Jacques Vallee's CONFRONTATIONS

CHAMELEO readers will be intrigued by the following excerpt from Jacques Vallee's excellent 1990 book CONFRONTATIONS:  A SCIENTIST'S SEARCH FOR ALIEN CONTACT:

"On May 15, 1978, another strange experience happened to Mrs. Victor, although it was not connected with a UFO sighting.  She was in the house of one of her patients, an elderly woman, when she suddenly fell on the floor as if someone had thrown her down violently; over the next several minutes she was severely beaten by an invisible entity.  The older lady reported that she saw Mrs. Victor turning and spinning on the floor, hitting obstacles in her path.  She suffered multiple bruises, a sliver of wood punctured a vein, and she broke her leg.  She had to spend six days in the hospital.  At the time of my visit she showed me her bandaged foot, which had not completely healed [...]

"The sequence of the sighting, the abduction, and the beating is a very interesting one.  Naturally, the latter incident fits into no theory of extraterrestrial visitation:  if UFOs are spacecraft piloted by beings from another planet, why should the witnesses find themselves under unprovoked physical attacks by invisible entities?  For this reason such incidents are generally withheld from publication by UFO enthusiasts [...].

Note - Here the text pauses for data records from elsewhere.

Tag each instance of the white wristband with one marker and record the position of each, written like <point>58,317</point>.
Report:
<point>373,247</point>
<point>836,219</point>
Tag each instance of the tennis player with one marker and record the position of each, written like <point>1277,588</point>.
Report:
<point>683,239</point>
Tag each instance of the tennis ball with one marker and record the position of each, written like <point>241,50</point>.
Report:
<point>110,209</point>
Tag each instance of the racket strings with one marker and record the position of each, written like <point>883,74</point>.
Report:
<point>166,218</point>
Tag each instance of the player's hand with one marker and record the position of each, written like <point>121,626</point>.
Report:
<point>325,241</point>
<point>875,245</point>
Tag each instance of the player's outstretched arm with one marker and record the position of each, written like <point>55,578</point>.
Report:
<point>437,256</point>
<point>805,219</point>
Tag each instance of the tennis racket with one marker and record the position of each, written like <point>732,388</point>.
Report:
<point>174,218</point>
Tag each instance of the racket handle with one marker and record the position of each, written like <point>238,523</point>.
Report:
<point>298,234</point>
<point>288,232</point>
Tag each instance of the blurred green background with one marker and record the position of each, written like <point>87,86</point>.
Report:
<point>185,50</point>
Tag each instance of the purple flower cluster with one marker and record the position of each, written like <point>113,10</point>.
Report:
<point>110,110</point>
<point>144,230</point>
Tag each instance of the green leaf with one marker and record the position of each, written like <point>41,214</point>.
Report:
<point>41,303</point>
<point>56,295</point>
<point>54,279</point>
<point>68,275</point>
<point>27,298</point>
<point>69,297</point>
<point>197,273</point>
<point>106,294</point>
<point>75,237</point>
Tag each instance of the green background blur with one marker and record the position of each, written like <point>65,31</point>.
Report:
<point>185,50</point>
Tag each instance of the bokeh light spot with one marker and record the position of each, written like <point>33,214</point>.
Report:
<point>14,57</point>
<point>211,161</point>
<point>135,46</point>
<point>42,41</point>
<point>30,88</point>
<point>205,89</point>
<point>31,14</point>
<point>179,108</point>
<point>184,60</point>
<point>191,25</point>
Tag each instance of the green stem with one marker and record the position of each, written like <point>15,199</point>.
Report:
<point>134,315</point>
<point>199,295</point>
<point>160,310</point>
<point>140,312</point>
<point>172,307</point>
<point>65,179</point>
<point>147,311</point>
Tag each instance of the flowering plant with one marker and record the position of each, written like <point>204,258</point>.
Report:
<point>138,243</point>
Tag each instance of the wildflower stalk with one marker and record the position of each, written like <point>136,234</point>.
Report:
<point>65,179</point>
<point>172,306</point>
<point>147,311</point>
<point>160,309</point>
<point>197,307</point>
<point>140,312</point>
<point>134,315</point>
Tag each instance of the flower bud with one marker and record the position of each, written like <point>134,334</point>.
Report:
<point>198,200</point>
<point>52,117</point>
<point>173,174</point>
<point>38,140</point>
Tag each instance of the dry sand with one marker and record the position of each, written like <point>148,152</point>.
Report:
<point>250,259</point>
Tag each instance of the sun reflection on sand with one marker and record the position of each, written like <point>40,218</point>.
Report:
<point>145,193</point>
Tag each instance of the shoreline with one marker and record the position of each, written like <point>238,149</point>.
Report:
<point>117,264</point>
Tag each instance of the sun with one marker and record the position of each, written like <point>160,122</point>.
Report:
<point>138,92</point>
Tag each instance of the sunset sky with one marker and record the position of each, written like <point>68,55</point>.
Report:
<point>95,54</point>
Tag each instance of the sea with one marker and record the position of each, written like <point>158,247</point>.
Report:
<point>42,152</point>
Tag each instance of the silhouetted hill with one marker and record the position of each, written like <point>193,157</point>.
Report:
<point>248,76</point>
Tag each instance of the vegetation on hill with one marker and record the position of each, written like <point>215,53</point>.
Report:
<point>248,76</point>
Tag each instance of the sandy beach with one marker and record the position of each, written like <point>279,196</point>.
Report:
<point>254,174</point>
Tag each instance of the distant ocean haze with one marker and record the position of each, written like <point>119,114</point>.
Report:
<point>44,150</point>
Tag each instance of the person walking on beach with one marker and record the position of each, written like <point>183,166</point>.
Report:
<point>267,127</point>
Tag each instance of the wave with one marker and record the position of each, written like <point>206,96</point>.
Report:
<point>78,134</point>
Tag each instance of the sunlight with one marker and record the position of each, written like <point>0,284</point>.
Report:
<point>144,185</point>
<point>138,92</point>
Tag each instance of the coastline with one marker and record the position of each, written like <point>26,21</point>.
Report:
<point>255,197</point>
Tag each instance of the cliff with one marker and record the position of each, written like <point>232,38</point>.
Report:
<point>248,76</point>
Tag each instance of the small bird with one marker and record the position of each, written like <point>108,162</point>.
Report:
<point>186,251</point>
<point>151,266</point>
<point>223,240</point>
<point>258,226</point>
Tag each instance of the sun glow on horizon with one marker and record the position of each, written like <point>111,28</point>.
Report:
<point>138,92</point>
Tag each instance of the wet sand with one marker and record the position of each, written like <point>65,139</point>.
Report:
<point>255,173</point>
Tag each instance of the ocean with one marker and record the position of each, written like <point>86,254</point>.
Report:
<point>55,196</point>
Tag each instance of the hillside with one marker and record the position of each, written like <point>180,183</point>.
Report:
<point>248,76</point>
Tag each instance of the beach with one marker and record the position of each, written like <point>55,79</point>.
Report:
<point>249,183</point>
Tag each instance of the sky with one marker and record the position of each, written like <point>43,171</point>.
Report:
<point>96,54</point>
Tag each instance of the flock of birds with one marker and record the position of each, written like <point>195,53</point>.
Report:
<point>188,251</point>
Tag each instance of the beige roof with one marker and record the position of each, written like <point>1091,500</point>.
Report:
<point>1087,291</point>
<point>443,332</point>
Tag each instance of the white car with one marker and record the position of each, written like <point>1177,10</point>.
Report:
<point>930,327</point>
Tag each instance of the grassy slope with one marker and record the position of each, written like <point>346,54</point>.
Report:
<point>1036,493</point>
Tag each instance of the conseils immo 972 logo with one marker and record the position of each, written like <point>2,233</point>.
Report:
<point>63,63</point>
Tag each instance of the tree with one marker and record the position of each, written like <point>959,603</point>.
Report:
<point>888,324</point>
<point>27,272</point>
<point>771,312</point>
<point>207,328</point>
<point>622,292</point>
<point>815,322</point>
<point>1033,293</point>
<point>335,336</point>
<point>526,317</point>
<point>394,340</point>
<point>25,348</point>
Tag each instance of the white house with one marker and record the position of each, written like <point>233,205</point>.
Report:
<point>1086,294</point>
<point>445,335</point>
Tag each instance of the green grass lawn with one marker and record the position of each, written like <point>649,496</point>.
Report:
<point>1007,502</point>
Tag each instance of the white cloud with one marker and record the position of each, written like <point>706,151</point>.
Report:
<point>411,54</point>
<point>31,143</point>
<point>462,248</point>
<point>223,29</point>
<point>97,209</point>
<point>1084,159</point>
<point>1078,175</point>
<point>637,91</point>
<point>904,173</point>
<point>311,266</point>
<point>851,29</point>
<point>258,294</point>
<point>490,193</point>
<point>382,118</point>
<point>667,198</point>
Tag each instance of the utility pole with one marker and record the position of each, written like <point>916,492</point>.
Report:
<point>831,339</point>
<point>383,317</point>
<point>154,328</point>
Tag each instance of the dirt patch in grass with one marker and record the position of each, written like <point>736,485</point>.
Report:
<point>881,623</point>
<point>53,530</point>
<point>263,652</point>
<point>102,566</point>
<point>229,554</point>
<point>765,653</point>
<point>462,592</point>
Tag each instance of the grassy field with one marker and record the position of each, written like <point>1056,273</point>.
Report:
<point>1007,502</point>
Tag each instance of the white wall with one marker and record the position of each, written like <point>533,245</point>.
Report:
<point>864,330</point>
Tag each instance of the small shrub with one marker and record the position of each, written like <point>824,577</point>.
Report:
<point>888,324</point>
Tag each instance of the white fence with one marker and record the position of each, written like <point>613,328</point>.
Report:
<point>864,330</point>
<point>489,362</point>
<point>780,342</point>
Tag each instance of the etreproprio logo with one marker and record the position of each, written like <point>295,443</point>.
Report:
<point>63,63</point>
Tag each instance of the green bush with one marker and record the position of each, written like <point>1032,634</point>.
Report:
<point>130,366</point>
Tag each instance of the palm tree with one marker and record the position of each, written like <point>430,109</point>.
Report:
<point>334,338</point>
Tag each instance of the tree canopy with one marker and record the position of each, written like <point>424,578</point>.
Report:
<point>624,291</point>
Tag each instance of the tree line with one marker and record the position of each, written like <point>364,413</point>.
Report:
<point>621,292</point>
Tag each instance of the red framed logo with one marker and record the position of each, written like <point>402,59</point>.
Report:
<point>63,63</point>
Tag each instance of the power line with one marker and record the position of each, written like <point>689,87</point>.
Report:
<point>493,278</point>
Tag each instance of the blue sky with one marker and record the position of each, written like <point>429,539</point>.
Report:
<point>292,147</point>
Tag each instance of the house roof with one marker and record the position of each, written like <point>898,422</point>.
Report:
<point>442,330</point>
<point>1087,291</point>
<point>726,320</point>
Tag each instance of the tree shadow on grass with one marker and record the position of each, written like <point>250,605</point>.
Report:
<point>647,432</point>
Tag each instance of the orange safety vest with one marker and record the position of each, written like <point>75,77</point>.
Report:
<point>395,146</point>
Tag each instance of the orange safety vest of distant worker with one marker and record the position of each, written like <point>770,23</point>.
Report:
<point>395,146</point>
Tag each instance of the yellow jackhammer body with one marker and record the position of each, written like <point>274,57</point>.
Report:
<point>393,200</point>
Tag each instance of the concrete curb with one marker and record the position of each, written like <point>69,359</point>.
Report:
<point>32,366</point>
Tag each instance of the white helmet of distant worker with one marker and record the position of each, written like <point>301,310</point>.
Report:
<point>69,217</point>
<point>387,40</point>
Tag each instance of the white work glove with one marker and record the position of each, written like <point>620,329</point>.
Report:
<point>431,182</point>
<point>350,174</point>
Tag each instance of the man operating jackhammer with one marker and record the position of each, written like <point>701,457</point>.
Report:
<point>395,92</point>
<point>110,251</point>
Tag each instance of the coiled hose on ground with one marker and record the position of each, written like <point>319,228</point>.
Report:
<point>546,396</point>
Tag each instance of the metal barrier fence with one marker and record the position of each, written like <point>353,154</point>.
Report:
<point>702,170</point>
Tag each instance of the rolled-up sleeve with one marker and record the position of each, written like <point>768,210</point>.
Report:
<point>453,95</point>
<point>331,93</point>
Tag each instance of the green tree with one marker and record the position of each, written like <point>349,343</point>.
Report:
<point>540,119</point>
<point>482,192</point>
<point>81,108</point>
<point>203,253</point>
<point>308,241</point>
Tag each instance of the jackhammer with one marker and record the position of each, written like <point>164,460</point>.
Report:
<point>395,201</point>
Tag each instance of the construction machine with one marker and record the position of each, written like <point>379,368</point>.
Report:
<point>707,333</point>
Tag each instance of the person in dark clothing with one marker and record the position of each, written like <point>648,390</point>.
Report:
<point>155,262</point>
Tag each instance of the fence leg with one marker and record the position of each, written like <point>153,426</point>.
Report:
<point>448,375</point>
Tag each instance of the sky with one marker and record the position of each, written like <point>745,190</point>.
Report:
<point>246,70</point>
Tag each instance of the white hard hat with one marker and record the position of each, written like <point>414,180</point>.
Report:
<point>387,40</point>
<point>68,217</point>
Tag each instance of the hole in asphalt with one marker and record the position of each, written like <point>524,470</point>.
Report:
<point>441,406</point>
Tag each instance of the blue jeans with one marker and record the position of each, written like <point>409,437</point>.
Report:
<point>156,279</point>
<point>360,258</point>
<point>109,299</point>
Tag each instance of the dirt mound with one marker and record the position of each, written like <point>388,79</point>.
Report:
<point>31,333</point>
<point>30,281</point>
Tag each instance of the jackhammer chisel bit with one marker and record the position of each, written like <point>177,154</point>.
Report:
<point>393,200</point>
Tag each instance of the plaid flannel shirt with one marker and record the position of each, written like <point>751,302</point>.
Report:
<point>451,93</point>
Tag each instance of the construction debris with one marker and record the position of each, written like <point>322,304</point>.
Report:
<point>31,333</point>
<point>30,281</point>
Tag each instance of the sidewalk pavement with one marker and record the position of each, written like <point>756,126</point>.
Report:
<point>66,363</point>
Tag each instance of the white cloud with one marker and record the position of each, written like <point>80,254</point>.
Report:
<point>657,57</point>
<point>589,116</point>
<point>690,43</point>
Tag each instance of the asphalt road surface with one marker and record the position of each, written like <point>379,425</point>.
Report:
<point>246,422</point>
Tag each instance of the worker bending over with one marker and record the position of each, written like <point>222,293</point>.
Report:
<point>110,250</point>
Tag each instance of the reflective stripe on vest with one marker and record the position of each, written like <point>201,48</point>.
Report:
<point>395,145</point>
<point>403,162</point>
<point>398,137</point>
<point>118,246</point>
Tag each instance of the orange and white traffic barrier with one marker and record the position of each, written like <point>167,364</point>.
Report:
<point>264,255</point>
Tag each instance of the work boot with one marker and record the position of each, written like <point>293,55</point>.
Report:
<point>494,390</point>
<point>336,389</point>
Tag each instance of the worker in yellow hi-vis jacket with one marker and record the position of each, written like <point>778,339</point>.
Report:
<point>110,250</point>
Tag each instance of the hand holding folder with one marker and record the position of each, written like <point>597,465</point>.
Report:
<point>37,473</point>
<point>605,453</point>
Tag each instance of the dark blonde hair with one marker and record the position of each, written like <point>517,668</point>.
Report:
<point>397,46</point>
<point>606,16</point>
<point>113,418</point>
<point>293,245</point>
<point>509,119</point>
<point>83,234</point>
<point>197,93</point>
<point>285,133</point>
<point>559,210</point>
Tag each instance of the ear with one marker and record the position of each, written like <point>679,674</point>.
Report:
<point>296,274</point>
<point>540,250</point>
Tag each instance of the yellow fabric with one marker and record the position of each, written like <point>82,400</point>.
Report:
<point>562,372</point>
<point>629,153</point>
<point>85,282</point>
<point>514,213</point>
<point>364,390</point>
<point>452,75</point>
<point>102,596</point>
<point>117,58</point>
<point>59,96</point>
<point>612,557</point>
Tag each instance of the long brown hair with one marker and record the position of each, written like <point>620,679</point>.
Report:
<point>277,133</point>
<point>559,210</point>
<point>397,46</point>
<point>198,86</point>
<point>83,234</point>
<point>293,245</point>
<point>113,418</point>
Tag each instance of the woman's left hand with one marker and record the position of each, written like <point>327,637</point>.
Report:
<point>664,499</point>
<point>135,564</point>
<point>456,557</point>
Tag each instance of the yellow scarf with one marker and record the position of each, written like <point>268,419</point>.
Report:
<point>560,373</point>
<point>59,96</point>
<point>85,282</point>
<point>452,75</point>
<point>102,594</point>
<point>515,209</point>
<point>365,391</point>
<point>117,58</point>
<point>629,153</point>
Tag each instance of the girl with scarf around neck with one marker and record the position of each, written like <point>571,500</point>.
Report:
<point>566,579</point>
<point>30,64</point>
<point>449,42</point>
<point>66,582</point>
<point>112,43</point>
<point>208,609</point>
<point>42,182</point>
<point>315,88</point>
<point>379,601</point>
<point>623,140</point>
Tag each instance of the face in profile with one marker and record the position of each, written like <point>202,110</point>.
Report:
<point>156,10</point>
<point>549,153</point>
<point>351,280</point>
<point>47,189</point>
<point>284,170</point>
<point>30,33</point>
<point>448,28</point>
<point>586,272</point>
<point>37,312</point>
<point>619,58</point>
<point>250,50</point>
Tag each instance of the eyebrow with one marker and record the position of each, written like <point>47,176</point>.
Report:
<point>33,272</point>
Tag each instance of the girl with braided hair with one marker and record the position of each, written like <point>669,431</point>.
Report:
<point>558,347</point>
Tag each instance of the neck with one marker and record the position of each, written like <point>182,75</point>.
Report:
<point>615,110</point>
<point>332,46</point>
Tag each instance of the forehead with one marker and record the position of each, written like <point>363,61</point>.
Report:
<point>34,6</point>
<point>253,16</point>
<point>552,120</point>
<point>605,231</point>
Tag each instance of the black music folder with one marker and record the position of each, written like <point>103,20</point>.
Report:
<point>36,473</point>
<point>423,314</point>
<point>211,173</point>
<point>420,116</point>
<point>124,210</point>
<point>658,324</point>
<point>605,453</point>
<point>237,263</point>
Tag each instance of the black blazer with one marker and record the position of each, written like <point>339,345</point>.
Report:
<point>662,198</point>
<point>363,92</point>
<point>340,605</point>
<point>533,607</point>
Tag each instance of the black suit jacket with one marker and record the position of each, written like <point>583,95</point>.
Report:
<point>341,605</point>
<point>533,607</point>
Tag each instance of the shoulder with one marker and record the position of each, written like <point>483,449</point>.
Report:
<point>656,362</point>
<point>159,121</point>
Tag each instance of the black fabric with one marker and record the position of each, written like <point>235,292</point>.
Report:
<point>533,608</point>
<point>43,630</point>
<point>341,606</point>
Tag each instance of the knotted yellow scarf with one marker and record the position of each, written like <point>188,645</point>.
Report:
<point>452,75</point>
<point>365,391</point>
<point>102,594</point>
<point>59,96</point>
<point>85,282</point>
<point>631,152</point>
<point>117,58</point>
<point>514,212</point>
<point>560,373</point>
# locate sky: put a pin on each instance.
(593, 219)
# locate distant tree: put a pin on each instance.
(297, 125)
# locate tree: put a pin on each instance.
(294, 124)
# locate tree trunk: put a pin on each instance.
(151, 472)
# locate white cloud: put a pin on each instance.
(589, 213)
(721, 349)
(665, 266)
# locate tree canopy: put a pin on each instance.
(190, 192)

"Another important lesson from this experience concerns the uselessness of Occam's razor.  This expression is applied to a rule of thinking in science that states that one should never invoke a complex hypothesis when a simple one will fit.  It all depends, of course, on what one means by 'simple.'  The theory of a spherical earth spinning around the universe with over fourteen different motions is incredibly complex when compared to the elegant theory of a flat, motionless earth, with the sun and the celestial bodies simple lamps carried around by angels.

"Occam must have had a beard.

"In UFO research, as in other fields, one is frequently forced to set aside Occam's razor and to accept the frustrating complexity of the physical world--and the even more complex reality of the human beings within it."